$500 million revitalization planned for E. Market St. block

     On Market Street between 11th and 12th, stores will be demolished for a $500 million-plus renovation project, making way for new street-level retail space with 325 apartments above (Nathaniel Hamilton/for NewsWorks)

    On Market Street between 11th and 12th, stores will be demolished for a $500 million-plus renovation project, making way for new street-level retail space with 325 apartments above (Nathaniel Hamilton/for NewsWorks)

    A new development project could help solve a problem Philly’s leaders have spent years trying to fix.

    For 30 years, Philadelphia’s leaders have tried to solve the problem of East Market Street.

    The main east-west corridor of Center City, once lined with major department stores, is now home to parking lots and low-end retail establishments considered underperforming.

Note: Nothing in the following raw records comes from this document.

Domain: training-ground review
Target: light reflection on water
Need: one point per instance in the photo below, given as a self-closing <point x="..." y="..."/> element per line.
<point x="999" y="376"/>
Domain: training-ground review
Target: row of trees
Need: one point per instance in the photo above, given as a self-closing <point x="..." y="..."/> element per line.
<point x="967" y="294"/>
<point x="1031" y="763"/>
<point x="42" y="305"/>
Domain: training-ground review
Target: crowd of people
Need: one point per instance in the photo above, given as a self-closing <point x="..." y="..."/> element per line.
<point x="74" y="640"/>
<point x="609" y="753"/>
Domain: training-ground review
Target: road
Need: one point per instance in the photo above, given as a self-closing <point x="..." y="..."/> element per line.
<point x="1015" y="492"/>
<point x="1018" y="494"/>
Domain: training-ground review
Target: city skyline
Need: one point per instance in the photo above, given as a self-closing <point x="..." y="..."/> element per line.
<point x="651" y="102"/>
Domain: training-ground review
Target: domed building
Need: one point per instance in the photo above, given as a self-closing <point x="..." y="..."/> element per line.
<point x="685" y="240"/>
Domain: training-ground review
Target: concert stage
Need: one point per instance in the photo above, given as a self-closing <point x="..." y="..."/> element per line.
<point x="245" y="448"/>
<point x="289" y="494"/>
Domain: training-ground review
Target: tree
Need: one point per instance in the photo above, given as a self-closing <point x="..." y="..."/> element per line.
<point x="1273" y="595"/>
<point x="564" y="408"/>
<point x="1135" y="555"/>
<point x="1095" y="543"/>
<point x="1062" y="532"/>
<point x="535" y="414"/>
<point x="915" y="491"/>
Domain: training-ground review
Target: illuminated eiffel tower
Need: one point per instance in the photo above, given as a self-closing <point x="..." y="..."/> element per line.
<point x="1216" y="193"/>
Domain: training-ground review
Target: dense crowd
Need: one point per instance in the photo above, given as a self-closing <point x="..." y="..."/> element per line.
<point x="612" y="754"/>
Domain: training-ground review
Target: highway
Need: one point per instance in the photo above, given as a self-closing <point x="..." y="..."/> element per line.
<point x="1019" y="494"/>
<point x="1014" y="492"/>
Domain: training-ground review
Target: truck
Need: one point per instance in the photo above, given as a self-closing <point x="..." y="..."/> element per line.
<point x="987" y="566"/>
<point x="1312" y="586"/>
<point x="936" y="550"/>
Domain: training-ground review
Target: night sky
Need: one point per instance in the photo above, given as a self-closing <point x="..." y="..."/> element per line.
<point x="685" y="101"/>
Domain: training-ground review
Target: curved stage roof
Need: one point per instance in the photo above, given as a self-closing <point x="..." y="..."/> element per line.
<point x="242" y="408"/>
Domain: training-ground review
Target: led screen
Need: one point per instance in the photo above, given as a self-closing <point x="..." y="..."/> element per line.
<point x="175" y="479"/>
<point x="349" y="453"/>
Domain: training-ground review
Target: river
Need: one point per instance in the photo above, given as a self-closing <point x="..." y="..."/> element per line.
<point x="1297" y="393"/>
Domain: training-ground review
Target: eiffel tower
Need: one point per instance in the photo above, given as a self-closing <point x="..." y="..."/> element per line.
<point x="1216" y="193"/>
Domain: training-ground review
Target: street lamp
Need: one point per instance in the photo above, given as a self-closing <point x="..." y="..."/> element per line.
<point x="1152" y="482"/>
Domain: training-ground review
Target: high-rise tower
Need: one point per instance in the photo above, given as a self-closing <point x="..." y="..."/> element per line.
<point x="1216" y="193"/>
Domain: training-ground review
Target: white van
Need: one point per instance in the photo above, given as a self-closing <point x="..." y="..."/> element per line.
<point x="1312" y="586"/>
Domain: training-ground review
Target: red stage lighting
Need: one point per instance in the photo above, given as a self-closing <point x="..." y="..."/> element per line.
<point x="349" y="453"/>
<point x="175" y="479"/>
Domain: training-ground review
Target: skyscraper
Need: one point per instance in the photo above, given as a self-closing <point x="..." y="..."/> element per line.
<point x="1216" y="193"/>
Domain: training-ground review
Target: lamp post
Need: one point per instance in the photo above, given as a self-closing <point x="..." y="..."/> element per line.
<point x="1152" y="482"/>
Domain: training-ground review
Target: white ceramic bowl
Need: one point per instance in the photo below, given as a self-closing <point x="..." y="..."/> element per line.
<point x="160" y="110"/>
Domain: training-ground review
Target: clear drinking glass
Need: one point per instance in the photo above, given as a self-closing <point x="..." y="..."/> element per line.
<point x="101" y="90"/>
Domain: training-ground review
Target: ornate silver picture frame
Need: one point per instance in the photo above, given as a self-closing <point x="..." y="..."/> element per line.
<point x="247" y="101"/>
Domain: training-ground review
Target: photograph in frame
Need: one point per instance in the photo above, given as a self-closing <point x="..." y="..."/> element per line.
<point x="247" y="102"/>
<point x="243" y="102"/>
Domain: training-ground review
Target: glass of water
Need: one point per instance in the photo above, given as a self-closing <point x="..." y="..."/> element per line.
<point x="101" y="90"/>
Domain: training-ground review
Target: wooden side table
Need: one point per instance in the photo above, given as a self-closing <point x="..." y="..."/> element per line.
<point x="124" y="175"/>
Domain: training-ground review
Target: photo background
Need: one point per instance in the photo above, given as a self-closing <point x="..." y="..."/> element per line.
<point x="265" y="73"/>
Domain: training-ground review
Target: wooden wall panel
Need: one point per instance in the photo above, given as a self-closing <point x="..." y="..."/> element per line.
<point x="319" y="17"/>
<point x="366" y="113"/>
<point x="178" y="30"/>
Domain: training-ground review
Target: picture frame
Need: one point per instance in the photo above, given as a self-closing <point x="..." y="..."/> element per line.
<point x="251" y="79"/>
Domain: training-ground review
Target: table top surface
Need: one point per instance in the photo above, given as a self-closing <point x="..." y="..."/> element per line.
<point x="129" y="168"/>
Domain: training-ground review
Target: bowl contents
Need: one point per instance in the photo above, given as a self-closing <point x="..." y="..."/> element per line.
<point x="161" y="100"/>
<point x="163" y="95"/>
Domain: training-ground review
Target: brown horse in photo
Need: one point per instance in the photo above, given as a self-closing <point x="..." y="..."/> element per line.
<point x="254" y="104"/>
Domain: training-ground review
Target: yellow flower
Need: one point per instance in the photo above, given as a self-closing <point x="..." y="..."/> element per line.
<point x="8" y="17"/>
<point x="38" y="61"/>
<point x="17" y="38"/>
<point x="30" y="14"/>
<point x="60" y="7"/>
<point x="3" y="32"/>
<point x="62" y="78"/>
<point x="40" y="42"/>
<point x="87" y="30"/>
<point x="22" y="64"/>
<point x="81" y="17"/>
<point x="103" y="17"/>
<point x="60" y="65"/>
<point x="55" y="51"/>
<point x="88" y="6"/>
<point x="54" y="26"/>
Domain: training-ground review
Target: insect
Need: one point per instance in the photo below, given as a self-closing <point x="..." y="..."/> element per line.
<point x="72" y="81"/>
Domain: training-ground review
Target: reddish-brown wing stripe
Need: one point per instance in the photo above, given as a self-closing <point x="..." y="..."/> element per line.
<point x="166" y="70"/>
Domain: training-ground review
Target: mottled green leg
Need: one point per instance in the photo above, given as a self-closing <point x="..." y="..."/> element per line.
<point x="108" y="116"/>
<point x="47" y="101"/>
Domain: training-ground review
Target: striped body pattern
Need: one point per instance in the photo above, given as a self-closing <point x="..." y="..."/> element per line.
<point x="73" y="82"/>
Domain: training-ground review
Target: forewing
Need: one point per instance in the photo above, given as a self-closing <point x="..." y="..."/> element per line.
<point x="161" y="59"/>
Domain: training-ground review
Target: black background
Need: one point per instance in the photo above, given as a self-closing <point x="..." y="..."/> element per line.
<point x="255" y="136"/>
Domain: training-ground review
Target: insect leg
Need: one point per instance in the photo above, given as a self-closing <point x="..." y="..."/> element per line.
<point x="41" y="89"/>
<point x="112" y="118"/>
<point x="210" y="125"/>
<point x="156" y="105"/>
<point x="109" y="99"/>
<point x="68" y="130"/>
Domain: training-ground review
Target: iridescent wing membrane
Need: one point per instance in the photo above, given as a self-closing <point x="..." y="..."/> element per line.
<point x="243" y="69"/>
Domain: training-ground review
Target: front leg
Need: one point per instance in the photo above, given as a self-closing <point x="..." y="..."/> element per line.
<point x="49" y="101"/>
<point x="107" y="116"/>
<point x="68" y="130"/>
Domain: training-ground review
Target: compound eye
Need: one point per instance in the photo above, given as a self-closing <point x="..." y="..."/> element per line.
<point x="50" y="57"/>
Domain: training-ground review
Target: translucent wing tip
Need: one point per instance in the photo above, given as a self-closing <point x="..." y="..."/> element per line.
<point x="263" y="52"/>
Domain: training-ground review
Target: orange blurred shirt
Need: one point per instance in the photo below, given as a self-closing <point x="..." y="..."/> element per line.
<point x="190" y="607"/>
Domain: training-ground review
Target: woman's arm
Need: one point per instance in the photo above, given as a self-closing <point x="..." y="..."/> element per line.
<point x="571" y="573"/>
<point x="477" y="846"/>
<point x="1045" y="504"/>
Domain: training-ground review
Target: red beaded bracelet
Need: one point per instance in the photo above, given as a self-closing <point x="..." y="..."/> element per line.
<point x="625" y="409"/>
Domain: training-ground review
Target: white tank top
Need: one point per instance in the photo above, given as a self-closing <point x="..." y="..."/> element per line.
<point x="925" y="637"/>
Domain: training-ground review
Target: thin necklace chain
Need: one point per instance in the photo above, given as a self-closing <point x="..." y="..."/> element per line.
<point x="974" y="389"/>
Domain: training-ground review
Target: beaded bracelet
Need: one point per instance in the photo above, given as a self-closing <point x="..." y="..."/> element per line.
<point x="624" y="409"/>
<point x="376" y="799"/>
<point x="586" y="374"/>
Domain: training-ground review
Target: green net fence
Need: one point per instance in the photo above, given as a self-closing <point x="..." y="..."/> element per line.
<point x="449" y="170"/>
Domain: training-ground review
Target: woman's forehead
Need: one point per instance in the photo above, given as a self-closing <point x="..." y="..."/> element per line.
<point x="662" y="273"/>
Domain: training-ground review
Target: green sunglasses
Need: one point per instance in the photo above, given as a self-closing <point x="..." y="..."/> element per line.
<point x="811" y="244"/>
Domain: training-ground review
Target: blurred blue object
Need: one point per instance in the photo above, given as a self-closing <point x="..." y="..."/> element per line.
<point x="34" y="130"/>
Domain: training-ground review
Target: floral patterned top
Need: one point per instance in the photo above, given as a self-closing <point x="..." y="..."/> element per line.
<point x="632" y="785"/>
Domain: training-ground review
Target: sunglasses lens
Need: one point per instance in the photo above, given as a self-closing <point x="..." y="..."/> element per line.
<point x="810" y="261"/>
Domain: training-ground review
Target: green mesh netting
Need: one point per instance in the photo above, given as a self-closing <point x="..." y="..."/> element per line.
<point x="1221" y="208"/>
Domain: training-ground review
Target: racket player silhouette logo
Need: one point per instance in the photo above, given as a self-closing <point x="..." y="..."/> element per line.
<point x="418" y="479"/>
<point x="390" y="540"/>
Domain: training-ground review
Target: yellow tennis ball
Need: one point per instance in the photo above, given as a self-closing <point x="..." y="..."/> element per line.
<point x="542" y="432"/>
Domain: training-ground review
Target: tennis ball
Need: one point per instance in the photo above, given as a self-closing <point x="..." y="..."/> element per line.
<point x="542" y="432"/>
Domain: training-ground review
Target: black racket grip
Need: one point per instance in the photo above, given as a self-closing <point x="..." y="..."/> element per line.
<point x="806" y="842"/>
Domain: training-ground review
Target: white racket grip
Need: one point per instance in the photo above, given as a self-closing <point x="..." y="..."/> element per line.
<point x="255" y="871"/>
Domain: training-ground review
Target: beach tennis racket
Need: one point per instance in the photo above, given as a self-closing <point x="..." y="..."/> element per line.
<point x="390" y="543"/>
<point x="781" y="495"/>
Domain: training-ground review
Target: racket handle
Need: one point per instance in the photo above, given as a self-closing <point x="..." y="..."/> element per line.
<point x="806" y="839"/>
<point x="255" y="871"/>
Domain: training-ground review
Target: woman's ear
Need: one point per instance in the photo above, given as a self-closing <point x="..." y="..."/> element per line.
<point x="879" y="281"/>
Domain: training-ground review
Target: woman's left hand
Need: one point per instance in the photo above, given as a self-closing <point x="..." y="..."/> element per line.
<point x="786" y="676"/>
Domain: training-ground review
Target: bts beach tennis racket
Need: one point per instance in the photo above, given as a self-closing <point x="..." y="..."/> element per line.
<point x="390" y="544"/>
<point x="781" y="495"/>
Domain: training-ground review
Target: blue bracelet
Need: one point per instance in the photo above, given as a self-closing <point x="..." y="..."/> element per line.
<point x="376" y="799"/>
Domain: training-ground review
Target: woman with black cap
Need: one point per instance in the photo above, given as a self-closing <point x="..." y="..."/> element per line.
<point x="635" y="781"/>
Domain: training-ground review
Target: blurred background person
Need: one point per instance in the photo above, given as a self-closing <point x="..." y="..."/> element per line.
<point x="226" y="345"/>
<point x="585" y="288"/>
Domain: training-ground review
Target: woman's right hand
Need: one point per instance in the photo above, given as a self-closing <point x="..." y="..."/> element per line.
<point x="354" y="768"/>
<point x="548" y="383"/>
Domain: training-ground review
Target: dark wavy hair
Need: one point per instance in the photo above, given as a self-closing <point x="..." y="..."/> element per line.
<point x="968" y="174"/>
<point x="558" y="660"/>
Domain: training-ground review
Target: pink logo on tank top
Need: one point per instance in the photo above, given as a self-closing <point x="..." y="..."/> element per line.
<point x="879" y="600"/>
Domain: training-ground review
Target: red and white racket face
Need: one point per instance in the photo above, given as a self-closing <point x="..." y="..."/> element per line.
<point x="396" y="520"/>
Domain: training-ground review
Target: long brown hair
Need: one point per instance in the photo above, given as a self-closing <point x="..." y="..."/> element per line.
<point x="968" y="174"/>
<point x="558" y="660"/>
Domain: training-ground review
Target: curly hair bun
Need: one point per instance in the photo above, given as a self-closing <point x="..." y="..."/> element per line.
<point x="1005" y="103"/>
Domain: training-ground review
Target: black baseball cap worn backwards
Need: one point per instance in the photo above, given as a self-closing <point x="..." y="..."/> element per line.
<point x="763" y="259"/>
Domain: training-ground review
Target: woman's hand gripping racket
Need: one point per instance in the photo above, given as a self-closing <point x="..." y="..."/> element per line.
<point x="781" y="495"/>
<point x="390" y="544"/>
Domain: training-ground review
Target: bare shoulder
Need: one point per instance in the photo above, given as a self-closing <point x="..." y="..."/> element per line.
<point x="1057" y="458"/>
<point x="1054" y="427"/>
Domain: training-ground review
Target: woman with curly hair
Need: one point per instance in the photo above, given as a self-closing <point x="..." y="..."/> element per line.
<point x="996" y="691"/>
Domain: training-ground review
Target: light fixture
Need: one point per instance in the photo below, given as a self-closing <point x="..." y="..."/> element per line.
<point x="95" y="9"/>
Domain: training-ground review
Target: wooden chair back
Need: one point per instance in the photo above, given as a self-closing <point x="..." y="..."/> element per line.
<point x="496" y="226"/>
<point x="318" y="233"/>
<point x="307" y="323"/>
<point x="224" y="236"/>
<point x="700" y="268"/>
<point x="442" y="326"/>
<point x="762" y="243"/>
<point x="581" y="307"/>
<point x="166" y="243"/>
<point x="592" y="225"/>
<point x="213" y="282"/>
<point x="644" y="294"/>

    A newly announced development project could help solve a piece of that puzzle.

    The team of developers plans to level the entire downtown block of Market Street between 11th and 12th streets to make room for retail and apartments — and then renovate existing buildings south of Market.

    It could help to make a corridor that was once a major shopping destination viable again, said Paul Levy, president of the Center City District.

    “It’s on a footpath for lot of people who are conventioneers. It’s over on the east side of town where there’s a growing population,” he said. “And, from an east-west perspective, it’s one of the key pieces that needs to be put in place to close the gap between the Convention Center and the Independence National Historic Park.”

    The construction and renovation will cost more than $500 million. The local partners have financial backing from a large real estate trust, National Real Estate Advisors, and they’ll have $7 million of state money to work with.

    The developers, looking to borrow hundreds of million dollars more, say they’ll seek more government assistance.

    This is not the first ambitious project proposed for the property. The local development partners bought the development rights in 2008 from a suburban developer who could not finance plans for a skyscraper on the site.